Estey had a recommendation for the audience: Thank You for Being Late: An Optimist's Guide to Thriving in the Age of Accelerations, by Thomas L. Friedman. “You should all read this,” because the book, said Estey, explains that “the world is changing so fast, people cannot keep up [...] and that's why our society is so dysfunctional."
In her introduction of incumbent Sen. Becca Balint, D-Windham, LaTronica said, “When people ask me what I read, I say, 'I read Becca Balint.'” LaTronica said Balint's essays in the Brattleboro Reformer and her Facebook posts are inspiring.
“The first book I bought for myself was Rubyfruit Jungle,” Balint said.
Finding oneself at the library
She described realizing she was “different,” and trying to find some way to learn about herself, perhaps through the experiences of others. Balint discovered the existence of Rubyfruit Jungle from a newspaper article.
But, how could she navigate through the shame to get a copy of the book? “I was afraid to take it out of the library,” she said.
Her solution: take a different bus to a book store across town.
When she got to the clerk's counter, “I was so nervous, I slipped the book between two magazines to throw them off the case, but one was Ms. magazine!” she said, which prompted some knowing laughter from the audience.
Balint describes Rubyfruit Jungle as “not a salacious book. It's an autobiography about a woman who realizes she's gay.” Still, she hid the book from her siblings.

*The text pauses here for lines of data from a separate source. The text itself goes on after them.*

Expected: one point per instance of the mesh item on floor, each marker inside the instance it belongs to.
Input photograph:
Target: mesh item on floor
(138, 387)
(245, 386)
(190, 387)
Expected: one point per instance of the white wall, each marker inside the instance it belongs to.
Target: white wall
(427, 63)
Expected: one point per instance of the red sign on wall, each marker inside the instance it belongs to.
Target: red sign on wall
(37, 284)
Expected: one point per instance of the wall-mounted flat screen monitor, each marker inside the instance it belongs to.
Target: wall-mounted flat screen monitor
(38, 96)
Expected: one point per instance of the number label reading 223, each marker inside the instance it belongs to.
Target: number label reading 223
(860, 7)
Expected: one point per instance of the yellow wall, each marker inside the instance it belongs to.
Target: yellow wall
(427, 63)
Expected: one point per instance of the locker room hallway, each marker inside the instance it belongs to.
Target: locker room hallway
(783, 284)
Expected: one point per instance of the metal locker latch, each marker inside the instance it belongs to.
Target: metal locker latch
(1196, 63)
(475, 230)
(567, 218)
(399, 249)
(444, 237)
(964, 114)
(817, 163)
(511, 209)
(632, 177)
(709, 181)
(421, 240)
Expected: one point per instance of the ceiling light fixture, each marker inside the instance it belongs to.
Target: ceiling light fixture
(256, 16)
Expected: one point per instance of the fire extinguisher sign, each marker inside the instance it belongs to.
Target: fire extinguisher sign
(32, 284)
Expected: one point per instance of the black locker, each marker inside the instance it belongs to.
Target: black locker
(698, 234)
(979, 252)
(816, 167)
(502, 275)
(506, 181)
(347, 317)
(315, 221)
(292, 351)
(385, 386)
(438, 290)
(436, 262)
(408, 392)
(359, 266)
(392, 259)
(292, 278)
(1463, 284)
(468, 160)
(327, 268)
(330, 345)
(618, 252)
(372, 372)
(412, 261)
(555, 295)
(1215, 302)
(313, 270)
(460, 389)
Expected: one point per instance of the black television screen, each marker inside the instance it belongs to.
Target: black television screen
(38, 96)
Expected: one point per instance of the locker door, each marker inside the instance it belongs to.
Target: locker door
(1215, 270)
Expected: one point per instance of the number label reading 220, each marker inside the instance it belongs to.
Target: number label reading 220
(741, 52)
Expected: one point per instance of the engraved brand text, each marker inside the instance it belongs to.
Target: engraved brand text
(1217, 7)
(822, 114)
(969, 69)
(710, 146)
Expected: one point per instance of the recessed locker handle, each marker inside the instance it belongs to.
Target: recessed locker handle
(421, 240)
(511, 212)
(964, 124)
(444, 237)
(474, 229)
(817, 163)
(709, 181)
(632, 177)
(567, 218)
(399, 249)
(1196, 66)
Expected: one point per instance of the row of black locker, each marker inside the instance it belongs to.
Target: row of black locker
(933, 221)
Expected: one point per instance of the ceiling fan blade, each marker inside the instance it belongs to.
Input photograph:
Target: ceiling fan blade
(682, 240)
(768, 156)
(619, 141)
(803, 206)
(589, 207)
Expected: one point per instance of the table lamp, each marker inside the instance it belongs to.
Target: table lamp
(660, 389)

“I think about all those kids and adults who come to the library trying to find themselves,” Balint said.
Another book that helped Balint along was Bette Midler's biography, which she read in eighth grade. “This was pre-'Wind Beneath My Wings' Bette Midler,” said Balint, who noted, “This was Bette Midler singing in gay bathhouses dressed as a hot dog!"
To decompress from her role as Senate Majority Leader, Balint, like her colleague Jeanette White, reads mysteries. She explained why: A mystery “is messy. Then it's tidy at the end. Which is not what the Legislature is about.”
At the end of the presentation, LaTronica told the candidates, “By the power vested in me, I declare you all deputy librarians."
Audience member Susie Webster-Toleno, who is the spouse of Rep. Toleno, was the only person who answered LaTronica's request for book recommendations for the candidates.
Webster-Toleno gave a few suggestions, and said she enjoyed the event so much, “I would come out once a month to hear other groups talk about what books they like."